This work addresses the limitations of existing large language model merging techniques, which typically rely on Euclidean linear operations in parameter space and often suffer from representation collapse—especially when merging highly divergent models—due to the absence of a unified optimization objective. The paper introduces the first information-geometric framework for model merging, formulating it as a weighted Karcher mean problem on the Fisher–Rao manifold. By minimizing the KL divergence between predictive distributions, the approach enables functionally aligned fusion of multiple expert models. The proposed method naturally supports stable merging of an arbitrary number of heterogeneous models while avoiding representation collapse. An efficient fixed-point iteration algorithm is developed using a lightweight spherical proxy model. Experiments demonstrate that the method significantly outperforms current baselines across diverse benchmarks and collapse diagnostics, maintaining high accuracy even as the number and heterogeneity of merged models increase.

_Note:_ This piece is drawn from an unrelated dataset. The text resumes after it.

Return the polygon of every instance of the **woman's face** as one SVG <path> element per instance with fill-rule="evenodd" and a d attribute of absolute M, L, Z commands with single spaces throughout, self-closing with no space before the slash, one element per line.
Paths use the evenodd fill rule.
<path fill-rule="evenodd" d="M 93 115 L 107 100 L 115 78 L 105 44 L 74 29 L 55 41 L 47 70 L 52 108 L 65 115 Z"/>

Weight-space merging aims to combine multiple fine-tuned LLMs into a single model without retraining, yet most existing approaches remain fundamentally parameter-space heuristics. This creates three practical limitations. First, linear averaging, task vectors, and related rules operate on Euclidean coordinates, even though the desired goal is to merge functionality, i.e., predictive behaviors across tasks. Second, when the source checkpoints are farther apart or more heterogeneous, Euclidean blends often trigger representation collapse, manifested as activation variance shrinkage and effective-rank degradation, which sharply degrades accuracy. Third, many geometry-inspired methods are most natural for two-model interpolation and do not extend cleanly to merging N>2 experts with a principled objective. We address these issues by formulating model merging as computing a weighted Karcher mean on the Fisher--Rao manifold, which is locally equivalent to minimizing a KL-based function distance between predictive distributions. We derive a practical fixed-point algorithm using a lightweight spherical proxy that preserves norms and generalizes directly to multi-expert merging. Across various benchmarks and collapse diagnostics, our method remains stable as the number and heterogeneity of merged models increase, consistently outperforming prior baselines.